HIERARQUIA DE RECEIOS
Sejamos claros. O debate sobre a possível revisão da Constituição estabelece, antes de mais, uma hierarquia de receios. E o mais importante centra-se na hipótese de extensão do mandato presidencial. Seja pelo alargamento do número de mandatos, seja pela dilatação do tempo de cada mandato. Por outras palavras, por muito estruturante que seja, até a discussão sobre a eventual revisão do próprio sistema político passa a ser secundária, face a qualquer abertura para a perpetuação no poder do Presidente da República. Na verdade, é possível dizê-lo ainda de outra forma: se se vier a confirmar a alegada intenção do MPLA de alterar a Lei Fundamental, antes de qualquer outra preocupação, espera-se que João Lourenço não tenha a possibilidade de concorrer a um terceiro mandato consecutivo. Muito menos a facilidade de cumprir um segundo mandado com mais de cinco anos. Qualquer tentativa em contrário, como lembrou um certo político, configuraria um inaceitável “golpe constitucional”.

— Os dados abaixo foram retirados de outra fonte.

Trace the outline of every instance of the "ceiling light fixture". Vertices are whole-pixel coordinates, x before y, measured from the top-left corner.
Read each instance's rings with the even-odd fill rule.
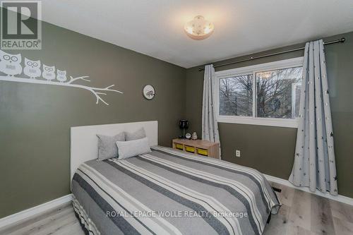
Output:
[[[203,16],[197,16],[184,26],[186,35],[195,40],[202,40],[208,38],[213,32],[215,26],[205,20]]]

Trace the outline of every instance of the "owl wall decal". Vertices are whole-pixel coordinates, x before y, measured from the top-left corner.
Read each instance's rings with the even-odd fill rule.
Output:
[[[67,80],[66,71],[61,71],[56,69],[56,80],[60,83],[63,83]]]
[[[0,71],[13,77],[22,73],[21,54],[11,54],[0,50]]]
[[[23,73],[30,78],[40,77],[42,75],[42,71],[40,71],[40,61],[31,61],[25,57]]]
[[[42,73],[43,78],[47,80],[55,79],[55,66],[48,66],[43,64],[43,73]]]

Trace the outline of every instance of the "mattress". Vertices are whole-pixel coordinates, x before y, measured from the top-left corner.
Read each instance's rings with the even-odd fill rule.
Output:
[[[280,202],[259,171],[155,146],[91,160],[73,176],[73,206],[91,234],[261,234]]]

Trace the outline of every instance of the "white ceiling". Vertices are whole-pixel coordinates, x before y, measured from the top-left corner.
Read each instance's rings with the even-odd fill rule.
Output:
[[[203,15],[208,39],[184,24]],[[185,68],[353,31],[352,0],[43,0],[42,19]]]

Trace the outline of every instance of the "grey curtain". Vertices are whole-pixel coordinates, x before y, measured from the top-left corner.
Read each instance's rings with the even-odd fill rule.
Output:
[[[289,181],[337,194],[333,131],[323,40],[307,42],[303,65],[299,123]]]
[[[202,102],[202,139],[220,142],[218,123],[215,110],[213,97],[215,88],[215,68],[213,65],[205,66],[203,78],[203,96]]]

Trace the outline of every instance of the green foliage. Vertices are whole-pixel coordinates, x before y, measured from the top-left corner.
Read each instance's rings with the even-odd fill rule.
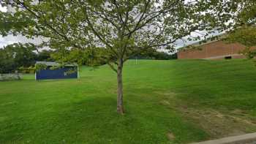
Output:
[[[37,64],[35,65],[35,70],[36,71],[39,71],[42,69],[46,69],[48,66],[46,64]]]
[[[3,1],[4,5],[10,2]],[[184,37],[195,31],[220,30],[236,11],[230,7],[236,8],[238,4],[204,0],[14,0],[15,12],[0,12],[2,25],[10,23],[1,33],[44,37],[39,47],[55,49],[58,53],[53,58],[59,62],[123,65],[148,48],[173,51],[177,39],[186,40]]]

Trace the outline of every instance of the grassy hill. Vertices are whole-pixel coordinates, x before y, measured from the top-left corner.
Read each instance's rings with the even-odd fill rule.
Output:
[[[0,82],[0,143],[187,143],[256,132],[256,67],[247,60],[135,61],[116,76]]]

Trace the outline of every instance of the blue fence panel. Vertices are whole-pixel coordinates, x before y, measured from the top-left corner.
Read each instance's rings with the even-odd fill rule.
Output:
[[[56,69],[42,69],[37,72],[37,80],[48,80],[48,79],[65,79],[65,78],[78,78],[78,72],[68,73],[67,72],[74,67],[64,67]],[[77,69],[77,67],[75,67]]]

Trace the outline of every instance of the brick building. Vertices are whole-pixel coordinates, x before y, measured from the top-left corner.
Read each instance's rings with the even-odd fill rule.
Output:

A nova liderança do MPLA até tem razões comparativas para se mostrar avessa a qualquer tentativa de golpe constitucional para se perpetuar no poder. Até antes de chegar ao cadeirão da Cidade Alta, João Lourenço foi obrigado a ‘engolir’ ao longo de décadas que José Eduardo dos Santos era o único dirigente do MPLA capaz de conduzir o país. E, entre os que defendiam publicamente tal ‘façanhice’, encontravam-se figuras proeminentes do partido. Mas, nos últimos anos, eram sobretudo algumas das jovens promessas mais destacadas que elevavam o endeusamento de José Eduardo dos Santos além dos limites do céu.
João Lourenço, entretanto, nunca acreditou nisso. Não fosse ele o único a ter-se colocado, publicamente, na linha da sucessão, em 2001, numa altura em que Jonas Savimbi ainda combatia nas matas. Mas Lourenço fez mais. Ao chegar à liderança do país e do seu partido, elegeu o combate à bajulação entre as prioridades. E, ao fazê-lo, disseminou a mensagem dentro do seu próprio partido que, a partir de 26 de Setembro de 2017, estava sentado no cadeirão presidencial um simples e mortal terráqueo e não uma qualquer divindade. Seria, portanto, no mínimo, surreal que João Lourenço patrocinasse ou deixasse fluir agora uma eventual tese da sua insubstituibilidade.
Voltemos ao princípio. Num eventual cenário de revisão constitucional, há debates que se sobrepõem. E o debate sobre um hipotético aumento do mandato presidencial precede a tudo o resto, porque está mais do que provado que, na construção das democracias africanas, a longevidade do poder é das principais fontes de conflito. Precisamente por isso é possível, no nosso caso, discutir a duração do poder, antes de se acordar a forma do poder.
Sobra, por fim, um outro debate que poderá ser feito, o da legitimidade moral dos prováveis autores da reforma constitucional. Mas este só interessará se ficar confirmada a intenção de se efectivar o golpe constitucional. Aguardemos.